Alors que le dépistage néonatal inclut désormais sept nouvelles maladies, quels enjeux en matière de coordination européenne, de dépistage génétique et d'accès aux traitements ? Plusieurs experts ont fait le point lors d'un colloque organisé le 23 novembre dernier à l'Institut Imagine à Paris, à l’initiative de l’Association de patients atteints de déficits immunitaires primitifs (Iris), de l’Association Grossesse Santé contre la prééclampsie et de la Société française de médecine prédictive et personnalisée (SFMPP).
Avec six maladies dépistées systématiquement à la naissance et la drépanocytose dans les populations à risque (sa généralisation fait l'objet d'une expérimentation sur trois ans), la France se classe 22e sur 30 pays européens, loin derrière l’Italie (48 maladies dépistées), la Pologne (29) ou l’Autriche (29). Avec l’ajout, au 1er janvier 2023 de sept nouvelles maladies, elle se hissera à la 14e place. Le dépistage néonatal bénéficie d'une réglementation spécifique. L'article 27 lui est consacré dans la nouvelle loi de bioéthique.
« L'Organisation mondiale de la santé a mis en place des critères ayant pour objectif d'aider les décideurs à intégrer une pathologie dans un programme de dépistage en population générale (critères de Wilson et Jungner). Ces critères sont communs à tous les pays mais tous ne les appliquent pas de la même façon », souligne le Dr David Cheillan, praticien hospitalier aux Hospices civils de Lyon, vice-président de la Société française de dépistage néonatal (SFDN). De fait, ces critères gardent un caractère subjectif dans leur interprétation, en raison de l’incidence variable des pathologies à travers le monde, de la disponibilité des traitements ou des performances des tests de dépistage disponibles.
Améliorer la coordination européenne
Au niveau européen, chaque pays réfléchit aux moyens d'objectiver ces critères permettant d'intégrer une pathologie dans un programme de dépistage en population générale. « Pour prendre une telle décision, il faut prendre en compte l'ensemble de la problématique : la présence d'un test diagnostique, la prise en charge de la maladie en question, le devenir à long terme des patients, l'organisation du dépistage sur le territoire, l'acceptation du dépistage au sein de la population », détaille le Dr Cheillan.
Aujourd'hui, chaque pays reste souverain dans l'identification des maladies qui pourraient intégrer le dépistage néonatal. Cependant, des initiatives européennes sont en cours pour définir un socle commun aux différents pays de l'Union européenne. Mais elles méritent une meilleure coordination. « Il faudrait notamment créer un comité d'experts européens autour du dépistage néonatal », affirme le Dr Cheillan.
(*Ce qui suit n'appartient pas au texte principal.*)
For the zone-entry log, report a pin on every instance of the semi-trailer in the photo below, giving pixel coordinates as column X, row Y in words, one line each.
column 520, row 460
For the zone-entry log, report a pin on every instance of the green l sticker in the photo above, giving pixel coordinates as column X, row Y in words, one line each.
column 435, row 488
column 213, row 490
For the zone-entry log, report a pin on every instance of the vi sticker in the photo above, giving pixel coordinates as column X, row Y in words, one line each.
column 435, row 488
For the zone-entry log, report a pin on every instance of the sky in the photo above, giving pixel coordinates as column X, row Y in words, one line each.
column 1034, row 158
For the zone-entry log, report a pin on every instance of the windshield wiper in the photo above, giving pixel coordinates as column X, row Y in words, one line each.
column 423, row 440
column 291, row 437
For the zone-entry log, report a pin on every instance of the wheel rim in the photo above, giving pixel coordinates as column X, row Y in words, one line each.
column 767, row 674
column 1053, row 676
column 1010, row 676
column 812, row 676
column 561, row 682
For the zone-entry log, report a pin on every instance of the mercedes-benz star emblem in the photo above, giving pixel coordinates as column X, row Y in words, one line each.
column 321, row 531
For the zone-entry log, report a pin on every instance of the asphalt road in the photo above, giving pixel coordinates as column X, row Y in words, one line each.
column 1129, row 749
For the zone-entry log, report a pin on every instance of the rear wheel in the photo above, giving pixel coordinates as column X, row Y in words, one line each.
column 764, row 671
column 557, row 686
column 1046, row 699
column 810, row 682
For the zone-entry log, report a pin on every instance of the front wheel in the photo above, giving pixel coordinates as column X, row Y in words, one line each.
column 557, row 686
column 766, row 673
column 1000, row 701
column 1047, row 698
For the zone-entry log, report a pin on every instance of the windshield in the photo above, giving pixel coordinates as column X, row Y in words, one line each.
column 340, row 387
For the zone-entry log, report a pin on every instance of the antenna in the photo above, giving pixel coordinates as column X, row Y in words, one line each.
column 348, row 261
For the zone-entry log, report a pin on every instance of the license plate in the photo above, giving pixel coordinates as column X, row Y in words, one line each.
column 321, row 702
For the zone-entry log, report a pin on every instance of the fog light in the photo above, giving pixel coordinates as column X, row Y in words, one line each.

Le dépistage génétique en question
Le diagnostic précoce reste un défi majeur en matière de médecine prédictive. « Il ne s'agit en aucun cas d'eugénisme ! Le dépistage néonatal apporte un bénéfice médical pour des maladies graves, mortelles pour lesquelles nous disposons de solutions curatives », indique le Pr Pascal Pujol, médecin généticien spécialisé en cancérologie au CHU de Montpellier, président de la SFMPP.
L’article 27 de la loi de bioéthique a introduit la possibilité de réaliser des tests génétiques en première intention dans le cadre du dépistage néonatal. Dans ce domaine, les défis sont nombreux. Exemple frappant : une expérimentation va bientôt débuter dans les régions Grand Est et Nouvelle-Aquitaine pour le dépistage de l'amyotrophie spinale, cette maladie dégénérative mortelle dans 60 à 80 % des cas. « Depuis cinq ans, trois traitements modifient profondément l'évolution de cette maladie. Or, aujourd'hui beaucoup d’enfants n'y ont pas accès en France. Pour pallier cette situation, nous avons lancé un projet pilote de deux ans et, en fonction des résultats, nous espérons bien étendre le dépistage néonatal de l'amyotrophie spinale à la France entière », avance le Pr Vincent Laugel, chef de pôle neuropédiatrie, coordonnateur médical pédiatrie du Centre de référence des maladies neuromusculaires au CHU de Strasbourg.
À l’avenir, « la question de l’intégration des outils de séquençage haut débit aux programmes de dépistage néonatal (pour dépister plus de maladies génétiques rares) sera centrale et deviendra un enjeu majeur pour notre pays », conclut le Dr Cheillan.